– Правительство Керенского есть правительство буржуазии. Вся его политика – против рабочих, солдат и крестьян. Это правительство губит страну. Оно травит рабочих, громит крестьян и доводит армию до последних пределов отчаяния! – надрывался он, и ветер, подхватывая обрывки слов, катил их по пустым коридорам, примораживая к полу. – Народ должен быть спасен от гибели. Революция должна быть доведена до конца…
Грозил небесам поднятый кулак, надрывались глотки в бессильном гневе, назывались имена, незнакомые мне совершенно, но, верно, важные?
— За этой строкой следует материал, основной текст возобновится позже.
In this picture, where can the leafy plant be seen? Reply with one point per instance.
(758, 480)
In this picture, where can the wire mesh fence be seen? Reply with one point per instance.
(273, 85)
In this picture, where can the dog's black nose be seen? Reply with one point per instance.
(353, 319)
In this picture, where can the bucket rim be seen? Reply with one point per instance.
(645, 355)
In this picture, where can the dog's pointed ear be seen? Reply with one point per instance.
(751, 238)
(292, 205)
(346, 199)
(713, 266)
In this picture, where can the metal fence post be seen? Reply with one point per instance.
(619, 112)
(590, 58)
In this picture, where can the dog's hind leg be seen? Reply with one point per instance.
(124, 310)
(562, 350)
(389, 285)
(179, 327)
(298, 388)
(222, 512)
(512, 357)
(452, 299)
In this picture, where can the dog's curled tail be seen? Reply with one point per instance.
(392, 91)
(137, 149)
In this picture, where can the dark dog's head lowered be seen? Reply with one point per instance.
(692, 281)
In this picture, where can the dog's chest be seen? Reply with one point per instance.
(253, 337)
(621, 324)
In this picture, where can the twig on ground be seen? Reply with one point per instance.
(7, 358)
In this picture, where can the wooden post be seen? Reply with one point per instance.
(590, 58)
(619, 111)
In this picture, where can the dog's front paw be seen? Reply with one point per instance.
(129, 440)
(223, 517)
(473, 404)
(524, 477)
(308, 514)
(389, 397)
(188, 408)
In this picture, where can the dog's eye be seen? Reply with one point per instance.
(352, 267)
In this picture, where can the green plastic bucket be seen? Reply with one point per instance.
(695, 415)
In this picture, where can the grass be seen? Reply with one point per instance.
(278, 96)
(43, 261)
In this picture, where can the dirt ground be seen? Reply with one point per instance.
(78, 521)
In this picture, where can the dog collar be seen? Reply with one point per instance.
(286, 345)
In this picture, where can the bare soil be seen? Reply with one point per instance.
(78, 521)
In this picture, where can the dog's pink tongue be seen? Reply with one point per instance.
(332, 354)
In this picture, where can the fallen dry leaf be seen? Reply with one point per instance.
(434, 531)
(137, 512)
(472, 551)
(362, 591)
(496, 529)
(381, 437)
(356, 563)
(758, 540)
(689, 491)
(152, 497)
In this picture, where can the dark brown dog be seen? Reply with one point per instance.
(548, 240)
Троцкий, Керенский, Родзянки, Чернов и Скобелев, и все чаще – Ленин… Мне они были безразличны, а вот Вецкий слушал внимательно, Вецкий приспосабливался, и разве можно было его винить?
– Петроградский Совет рабочих и солдатских депутатов имеет четкую программу! Вся власть Советам – в центре и на местах! Немедленное перемирие на всех фронтах! Честный демократический мир народов! Помещичья земля – без выкупа – крестьянам! Рабочий контроль над производством! Честно созванное Учредительное собрание!
Что ж, я не осмеливался судить за лозунги, я судил за дела, свидетелем которым был. И то суждение это скорее являло пример той душевной трусости, которая заставляет смотреть и замалчивать, ведь сказанное слово, пусть и случайное, моментально сделает врагом и этих, в бушлатах, и тех, с которыми я незнаком.
А мир бурлил, плевался кипятком, разливался то радостными воплями по поводу мира, все же заключенного, то слухами о делах не столь радостных. Восстание, мятеж, хотя, по мнению моему, мятежниками являлись и те, кто прикрывался именем царя, и те, кто его отрицал. Вообще слишком много их было вокруг, чтобы определить, кто же прав. Наверное, никто.
Но не судите, и не судимы будете. Я пытался следовать заповеди. Я нашел ее невозможной, а те, новые, что срослись с бушлатами, просто отодвинули ее в сторону.
Они судили и приговаривали. Они проливали кровь, и та, черно-бурая, густая, разливалась по плитам храма моего, а стигийские псы, выгнув выи, лакали, урча от удовольствия.
Я же стоял, просто стоял с плетью в одной руке и ключом в другой. Я не знал, что делать, и не делал ничего. Нет, я продолжал лечить, пытаясь сохранить хоть что-то от себя.